Over the last two years the Corbyn leadership has insistently argued for a General Election in Britain as the main instrument to resolve the overall direction of the country - part of which would have been involved with, but not become dominated by - Brexit. And, if Labour had been successful, the types of Brexit might have been calmly and fairly resolved in the context of the broad reforms carried out from the party's manifesto. Instead, in those two years, the growing Tory leadership's uncertainty about Brexit, whether it was hard or soft, could there be a deal or no deal - led by a Prime Minister without any strategic grip or base in her party - has ended up creating two new dangerous disasters. First, Brexit itself has become the synonym for all government activity and policy. Never mind the precipitous decline for millions. Second, UKIP's racist party, with its 4 million voters, who had retreated and dissolved its own leadership by 2017, has now been recreated, by the Tory government's shambles, in the form of the Brexit party.

The Tory projection of its own crisis over Europe onto large swathes of the British population will not now simply dissolve in thin air. And neither will the second UKIP. The Corbyn led Labour leadership now need to break the momentum of this originally second rate turmoil and thereby re-instate the priority of the giant reforms desperately needed by the British people who took Labour to the brink of Government in 2017. But how?

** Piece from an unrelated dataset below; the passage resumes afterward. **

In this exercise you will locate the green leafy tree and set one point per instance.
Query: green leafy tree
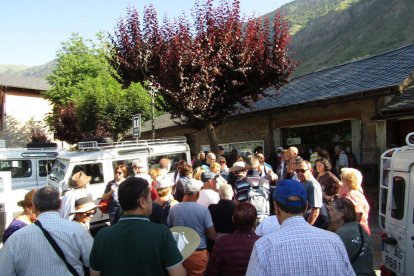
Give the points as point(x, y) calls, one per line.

By accepting that Brexit can now be a major problem for the British people - should the 'Brexit believers' decide that they can run British capitalism as a tax haven with 'no deal'. Then Labour should say that the Tories have now brought us very close to that very precipice. If Boris (or a mini Boris) is selected by the Tory Party that will mean all forces opposing Boris, the Tories (and the Brexit Party) have to fight together with the Labour Party for another vote. The vote might contain various options including remain in the EU, devise a close partnership with the EU outside its management, remove all links with the EU. If the Tories back Boris and the Brexit Party then the response has to be crystal clear. And this cannot be subordinate to the call for a General Election, but alongside it.

In the end Brexit (outwith its extreme versions) is not decisive for the future of the British people. And that is why making concessions in either a leave or remain direction in principle is less important than Britain's future government and the implementation of its plans. While there are definitely better and worse outcomes and the different options are not neutral regarding membership of the EU, because Brexit is less important it is therefore possible to amend a position for or against. (And it would be, for example, a wholly negative abstraction to use the Tory referendum to pretend that somehow some sort of genuine democracy was at stake here.) Nevertheless, despite these deeper realities, extreme Brexit is now immediate and Brexit in general has undoubtedly conquered the concerns and understanding of political choices in the population at large - as the Tory Party floods its European contradictions across the land they have fed the soil. This has to be faced now in order to move beyond it.

And the German Greens? If Labour now needs to punch through the Brexit wall it will then need to rally the forces that started to build around the 2017 General Election. The big majority of youth were the bedrock for Corbyn's Labour - and remain so according to social polls. But, the youth were also largely 'remainers.' And it has taken a long time for Labour to recognise their views on Brexit. There is little danger that the LibDems have purchase with Labour's young base. But the new strengths of the Greens, created by the big movements of youth to defend the planet ... that is a much larger question. Whether Europe's official Green Parties are at the centre of, or even really connected to the new climate movement's anti-system thinking is another question, and will be looked at in the next Blog.